Despite the apparently higher percentage of PRCC and NTCS graduates who chose general practice, there was no significant difference between these programs and FMC (PRCC v FMC: P = 0.067; NTCS v FMC: P = 0.24). In univariate regression, for each 1-year increase in age at admission, there was an increased likelihood of choosing general practice of 15% (95% CI, 4%–27%; P = 0.007). There was no association between specialty choice and either sex or rural background.
We report, for the first time, vocational career choice data for students undertaking the two most popular forms of rural clinical school attachment — a longitudinal rural community-based year, and a year based in a regional tertiary referral hospital. Our data show that students who chose the PRCC and NTCS programs were more likely to choose a rural career after graduation, even accounting for age at admission and rural background.

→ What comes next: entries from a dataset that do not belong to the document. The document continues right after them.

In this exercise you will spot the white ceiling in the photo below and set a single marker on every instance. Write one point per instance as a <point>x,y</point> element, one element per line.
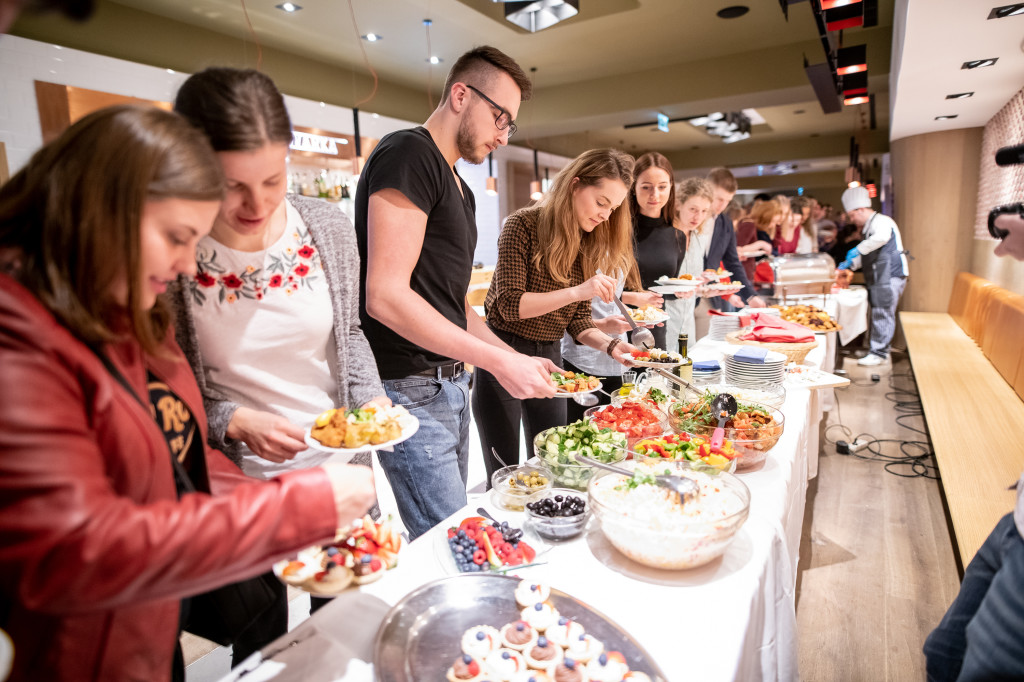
<point>939,36</point>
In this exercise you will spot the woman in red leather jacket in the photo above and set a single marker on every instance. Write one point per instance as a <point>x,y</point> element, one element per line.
<point>98,545</point>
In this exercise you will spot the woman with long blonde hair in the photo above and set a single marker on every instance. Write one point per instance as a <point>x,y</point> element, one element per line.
<point>693,199</point>
<point>552,259</point>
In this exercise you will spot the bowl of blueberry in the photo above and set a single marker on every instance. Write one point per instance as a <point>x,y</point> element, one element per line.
<point>559,513</point>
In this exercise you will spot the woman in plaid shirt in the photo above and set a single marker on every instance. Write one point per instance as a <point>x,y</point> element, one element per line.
<point>551,262</point>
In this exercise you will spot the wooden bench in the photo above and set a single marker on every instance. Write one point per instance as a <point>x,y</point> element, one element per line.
<point>970,373</point>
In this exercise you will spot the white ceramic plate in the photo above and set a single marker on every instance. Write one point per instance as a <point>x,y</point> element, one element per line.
<point>410,425</point>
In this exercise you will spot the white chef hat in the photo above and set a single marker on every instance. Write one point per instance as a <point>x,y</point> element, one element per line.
<point>855,198</point>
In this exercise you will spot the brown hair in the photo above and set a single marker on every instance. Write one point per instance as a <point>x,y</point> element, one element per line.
<point>723,178</point>
<point>240,110</point>
<point>479,64</point>
<point>609,246</point>
<point>764,214</point>
<point>692,186</point>
<point>654,160</point>
<point>71,232</point>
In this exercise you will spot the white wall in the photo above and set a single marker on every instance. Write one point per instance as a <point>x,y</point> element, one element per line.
<point>23,61</point>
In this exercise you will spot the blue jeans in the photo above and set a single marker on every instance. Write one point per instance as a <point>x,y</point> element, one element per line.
<point>981,637</point>
<point>428,472</point>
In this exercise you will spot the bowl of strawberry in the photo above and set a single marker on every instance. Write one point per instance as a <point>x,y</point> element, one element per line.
<point>636,420</point>
<point>478,545</point>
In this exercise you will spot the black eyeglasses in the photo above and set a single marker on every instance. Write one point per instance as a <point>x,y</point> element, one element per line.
<point>504,119</point>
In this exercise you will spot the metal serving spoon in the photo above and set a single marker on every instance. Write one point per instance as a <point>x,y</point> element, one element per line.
<point>641,335</point>
<point>684,486</point>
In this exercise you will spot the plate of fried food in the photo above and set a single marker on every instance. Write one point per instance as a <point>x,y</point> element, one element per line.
<point>573,383</point>
<point>358,555</point>
<point>809,315</point>
<point>344,431</point>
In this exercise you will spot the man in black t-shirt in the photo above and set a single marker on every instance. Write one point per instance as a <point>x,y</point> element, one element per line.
<point>416,227</point>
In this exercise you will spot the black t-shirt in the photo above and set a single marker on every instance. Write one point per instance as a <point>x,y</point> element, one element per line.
<point>410,162</point>
<point>180,431</point>
<point>657,250</point>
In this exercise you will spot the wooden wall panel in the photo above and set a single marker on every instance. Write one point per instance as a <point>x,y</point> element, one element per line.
<point>935,180</point>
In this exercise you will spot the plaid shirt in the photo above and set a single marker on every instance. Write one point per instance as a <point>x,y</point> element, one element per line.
<point>514,275</point>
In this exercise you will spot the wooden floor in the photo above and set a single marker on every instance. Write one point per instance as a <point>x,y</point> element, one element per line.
<point>877,564</point>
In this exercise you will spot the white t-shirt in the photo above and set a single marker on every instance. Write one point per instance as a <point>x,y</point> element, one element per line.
<point>265,331</point>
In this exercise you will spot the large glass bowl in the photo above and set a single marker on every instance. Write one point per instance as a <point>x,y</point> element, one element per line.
<point>565,470</point>
<point>752,444</point>
<point>766,393</point>
<point>649,526</point>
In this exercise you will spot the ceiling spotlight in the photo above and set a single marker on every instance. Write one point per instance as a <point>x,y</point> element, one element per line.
<point>851,59</point>
<point>1007,10</point>
<point>732,11</point>
<point>978,64</point>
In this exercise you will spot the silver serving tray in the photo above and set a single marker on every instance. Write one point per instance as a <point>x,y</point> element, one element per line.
<point>420,636</point>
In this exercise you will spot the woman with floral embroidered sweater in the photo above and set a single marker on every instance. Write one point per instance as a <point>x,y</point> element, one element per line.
<point>270,321</point>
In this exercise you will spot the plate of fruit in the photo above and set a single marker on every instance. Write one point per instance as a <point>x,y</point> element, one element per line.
<point>480,545</point>
<point>357,556</point>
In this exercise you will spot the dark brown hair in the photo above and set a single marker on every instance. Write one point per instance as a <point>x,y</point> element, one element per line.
<point>70,219</point>
<point>609,247</point>
<point>654,160</point>
<point>723,179</point>
<point>478,66</point>
<point>240,110</point>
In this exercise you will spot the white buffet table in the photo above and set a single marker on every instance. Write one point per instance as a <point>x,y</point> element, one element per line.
<point>731,620</point>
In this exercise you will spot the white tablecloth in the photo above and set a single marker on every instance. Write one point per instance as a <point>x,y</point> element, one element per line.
<point>731,620</point>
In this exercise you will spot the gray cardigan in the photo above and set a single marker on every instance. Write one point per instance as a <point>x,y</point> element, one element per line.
<point>356,377</point>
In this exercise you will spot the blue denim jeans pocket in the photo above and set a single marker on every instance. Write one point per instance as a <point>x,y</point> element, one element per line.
<point>428,472</point>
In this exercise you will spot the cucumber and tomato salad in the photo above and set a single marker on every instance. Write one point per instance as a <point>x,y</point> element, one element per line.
<point>677,446</point>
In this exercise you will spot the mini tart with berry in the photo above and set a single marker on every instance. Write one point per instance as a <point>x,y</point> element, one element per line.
<point>544,654</point>
<point>609,667</point>
<point>518,635</point>
<point>569,671</point>
<point>527,593</point>
<point>505,664</point>
<point>480,640</point>
<point>465,669</point>
<point>564,631</point>
<point>540,615</point>
<point>368,569</point>
<point>532,676</point>
<point>584,648</point>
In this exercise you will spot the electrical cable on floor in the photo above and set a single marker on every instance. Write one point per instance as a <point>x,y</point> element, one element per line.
<point>915,459</point>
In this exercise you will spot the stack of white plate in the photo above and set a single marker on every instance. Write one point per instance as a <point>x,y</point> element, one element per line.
<point>748,374</point>
<point>722,325</point>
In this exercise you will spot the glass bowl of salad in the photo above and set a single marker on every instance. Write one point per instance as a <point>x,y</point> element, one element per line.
<point>754,430</point>
<point>556,449</point>
<point>634,419</point>
<point>683,450</point>
<point>651,525</point>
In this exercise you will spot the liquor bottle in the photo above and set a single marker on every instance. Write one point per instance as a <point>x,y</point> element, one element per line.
<point>684,371</point>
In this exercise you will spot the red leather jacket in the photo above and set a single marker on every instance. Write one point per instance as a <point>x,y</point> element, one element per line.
<point>95,548</point>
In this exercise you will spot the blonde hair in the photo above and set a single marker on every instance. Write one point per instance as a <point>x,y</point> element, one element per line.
<point>764,214</point>
<point>692,186</point>
<point>609,246</point>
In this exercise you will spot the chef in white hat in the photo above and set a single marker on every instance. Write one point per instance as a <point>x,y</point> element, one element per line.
<point>883,260</point>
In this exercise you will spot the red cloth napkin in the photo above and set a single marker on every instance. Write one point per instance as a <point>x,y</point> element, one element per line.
<point>772,329</point>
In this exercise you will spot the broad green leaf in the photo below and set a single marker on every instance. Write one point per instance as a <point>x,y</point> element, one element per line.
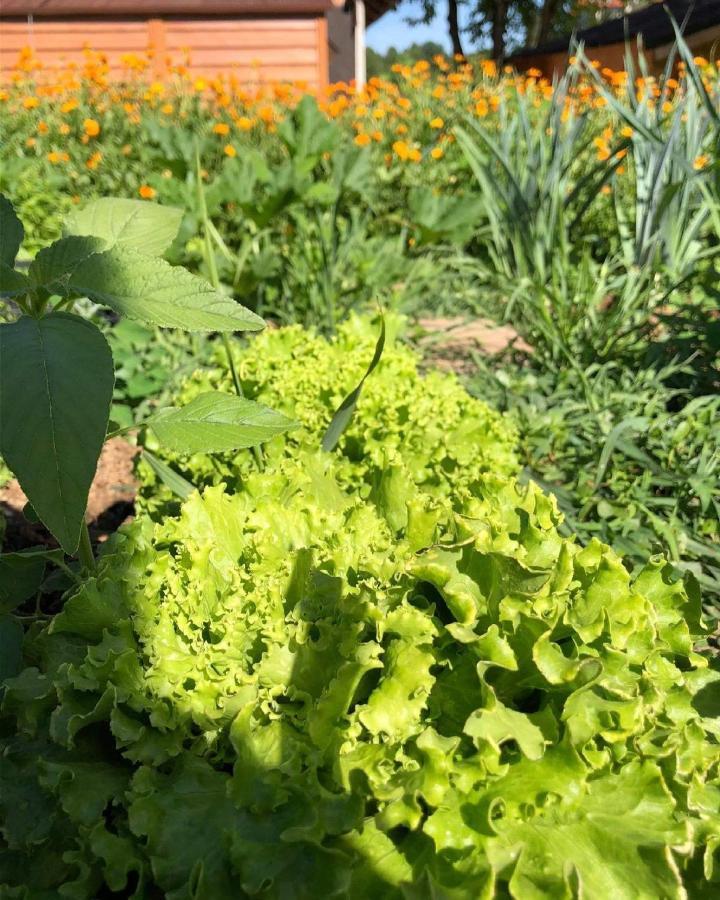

Inevitably, small, single institution, cross-sectional studies such as this suffer from significant limitations. Caution should be used in generalising these findings to other institutions. Career choices are made before, during or after undergraduate rotations, and are therefore subject to other influences. As the students were volunteers for both programs, there may have been a selection bias towards students with a prior preference towards rural practice. Our regression analysis accounted for the known influence of rural background.5,6
A further limitation is to what extent this result is generalisable to non-graduate-entry courses. The observation that both rural and general practice choices were positively associated with age suggests that differences between the career choices of graduates from these two course types should be the subject of further research.
Of interest is the finding that 39% of the graduates of the PRCC program and 47% of the NTCS graduates chose specialties other than general practice. This is reassuring, as one requirement of all Australian medical schools is that their graduates are capable of undertaking subsequent specialty training across the breadth of medicine. Previous research has demonstrated the excellent academic performance of students in Flinders University’s rural clinical school programs.7 Although the emphasis on general and rural practice is one key aim of the PRCC and NTCS programs, clearly these graduates are also prepared to pursue careers in urban environments and other specialties. Our study shows that these graduates can contribute to meeting the shortfall that exists across many specialties in rural areas.